Rocha, Rui, Sousa, José M., Cerqueira, Laura, Vieira, Maria J., Almeida, Carina, Azevedo, Nuno F.
Food microbiology 2019 v.80 pp. 1-8
Listeria monocytogenes, culture media, fluorescence in situ hybridization, food matrix, food pathogens, ground beef, ground pork, inoculum, lettuce, milk, mortality, nucleic acids, shrimp
Listeria monocytogenes is one of the most important foodborne pathogens due to the high hospitalization and mortality rates associated to an outbreak. Several new molecular methods that accelerate the identification of L. monocytogenes have been developed, however conventional culture-based methods still remain the gold standard. In this work we developed a novel Peptide Nucleic Acid Fluorescence in situ Hybridization (PNA-FISH) method for the specific detection of L. monocytogenes.

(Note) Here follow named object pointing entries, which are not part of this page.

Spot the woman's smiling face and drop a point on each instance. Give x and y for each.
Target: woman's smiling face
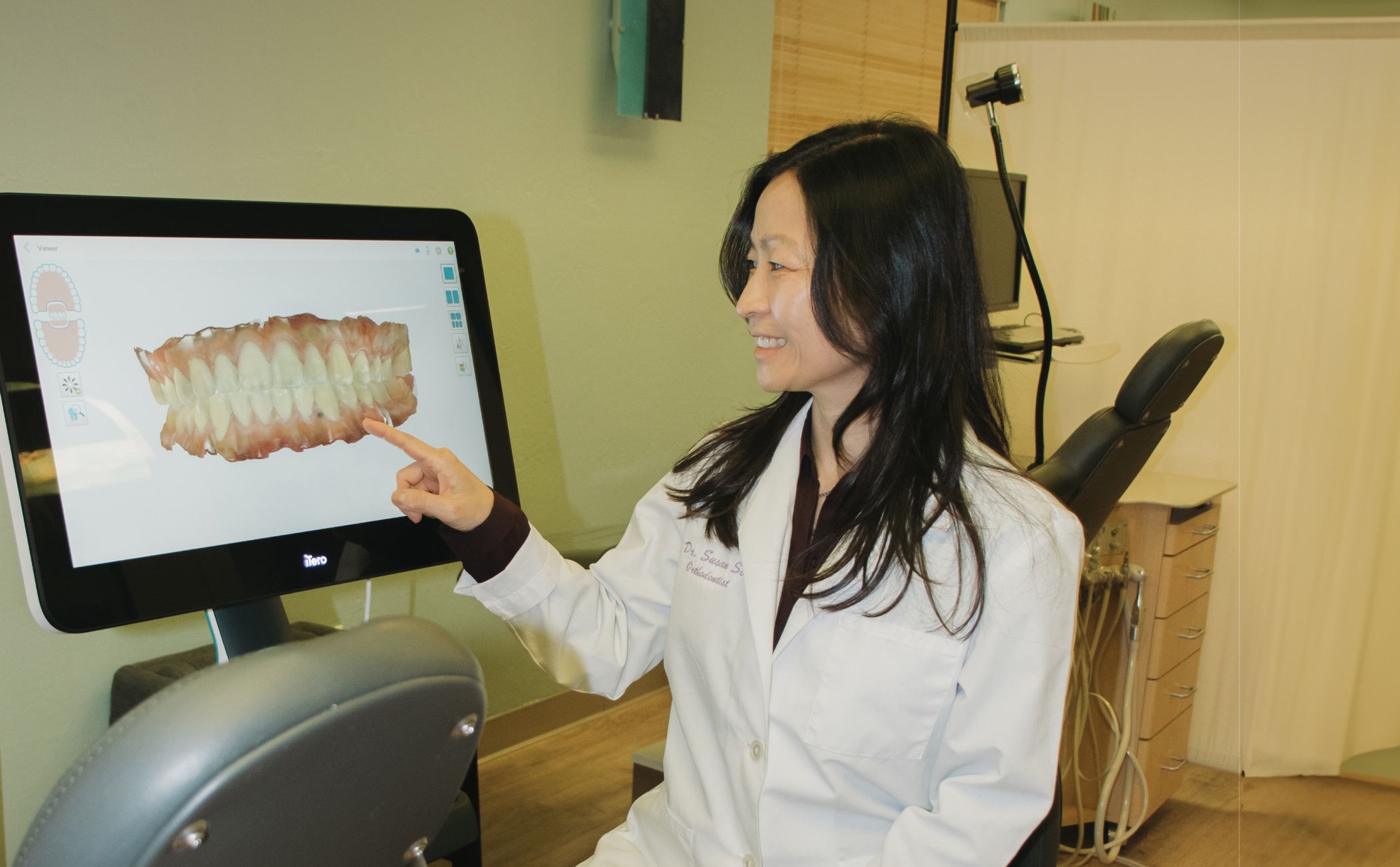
(791, 351)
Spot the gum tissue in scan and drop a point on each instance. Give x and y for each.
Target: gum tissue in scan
(296, 383)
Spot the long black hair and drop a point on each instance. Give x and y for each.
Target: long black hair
(895, 287)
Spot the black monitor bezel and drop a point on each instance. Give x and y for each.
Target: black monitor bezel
(1015, 281)
(113, 594)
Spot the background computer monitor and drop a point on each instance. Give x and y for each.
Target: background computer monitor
(183, 384)
(995, 237)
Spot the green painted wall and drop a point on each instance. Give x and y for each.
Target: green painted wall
(598, 233)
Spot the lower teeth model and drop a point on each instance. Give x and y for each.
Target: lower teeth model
(291, 383)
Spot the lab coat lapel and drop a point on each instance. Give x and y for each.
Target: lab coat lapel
(805, 610)
(765, 532)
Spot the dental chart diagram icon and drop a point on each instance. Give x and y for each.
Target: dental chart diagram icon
(55, 301)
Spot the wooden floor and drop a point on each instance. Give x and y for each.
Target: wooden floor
(545, 804)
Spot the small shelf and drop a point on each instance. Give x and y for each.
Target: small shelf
(1173, 491)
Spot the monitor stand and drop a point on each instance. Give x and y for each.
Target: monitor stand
(239, 630)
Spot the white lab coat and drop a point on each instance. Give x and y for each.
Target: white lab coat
(859, 740)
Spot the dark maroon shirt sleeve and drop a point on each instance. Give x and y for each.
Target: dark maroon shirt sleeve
(489, 550)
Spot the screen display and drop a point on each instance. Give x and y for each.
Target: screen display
(203, 391)
(995, 237)
(185, 384)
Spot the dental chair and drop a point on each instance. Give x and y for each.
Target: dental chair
(342, 750)
(1093, 470)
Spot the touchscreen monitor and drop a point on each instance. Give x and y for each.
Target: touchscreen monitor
(184, 391)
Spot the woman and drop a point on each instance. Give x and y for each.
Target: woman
(864, 611)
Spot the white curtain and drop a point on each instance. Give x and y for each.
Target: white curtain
(1241, 171)
(1321, 365)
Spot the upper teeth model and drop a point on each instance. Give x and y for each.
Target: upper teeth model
(289, 383)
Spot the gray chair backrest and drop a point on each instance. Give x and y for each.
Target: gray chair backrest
(1101, 458)
(342, 750)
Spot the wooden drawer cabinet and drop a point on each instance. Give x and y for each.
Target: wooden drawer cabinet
(1169, 696)
(1185, 578)
(1163, 758)
(1168, 526)
(1191, 526)
(1177, 638)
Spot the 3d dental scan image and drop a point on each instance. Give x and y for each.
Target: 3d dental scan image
(296, 383)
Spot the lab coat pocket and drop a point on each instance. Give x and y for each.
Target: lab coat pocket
(883, 690)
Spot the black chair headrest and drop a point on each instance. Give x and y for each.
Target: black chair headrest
(1169, 371)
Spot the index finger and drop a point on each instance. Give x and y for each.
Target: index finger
(412, 446)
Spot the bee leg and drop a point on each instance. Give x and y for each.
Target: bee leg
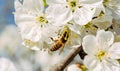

The method was based on an already existing PNA probe, LmPNA1253, coupled with a novel blocker probe in a 1:2 ratio. The method was optimized for the detection of L. monocytogenes in food samples through an evaluation of several rich and selective enrichment broths. The best outcome was achieved using One Broth Listeria in a two-step enrichment of 24 h plus 18 h. For validation in food samples, ground beef, ground pork, milk, lettuce and cooked shrimp were artificially contaminated with two ranges of inoculum: a low level (0.2–2 CFU/25 g or mL) and a high level (2–10 CFU/25 g or mL). The PNA-FISH method performed well in all types of food matrices, presenting an overall accuracy of ≈99% and a detection limit of 0.5 CFU/25 g or mL of food sample.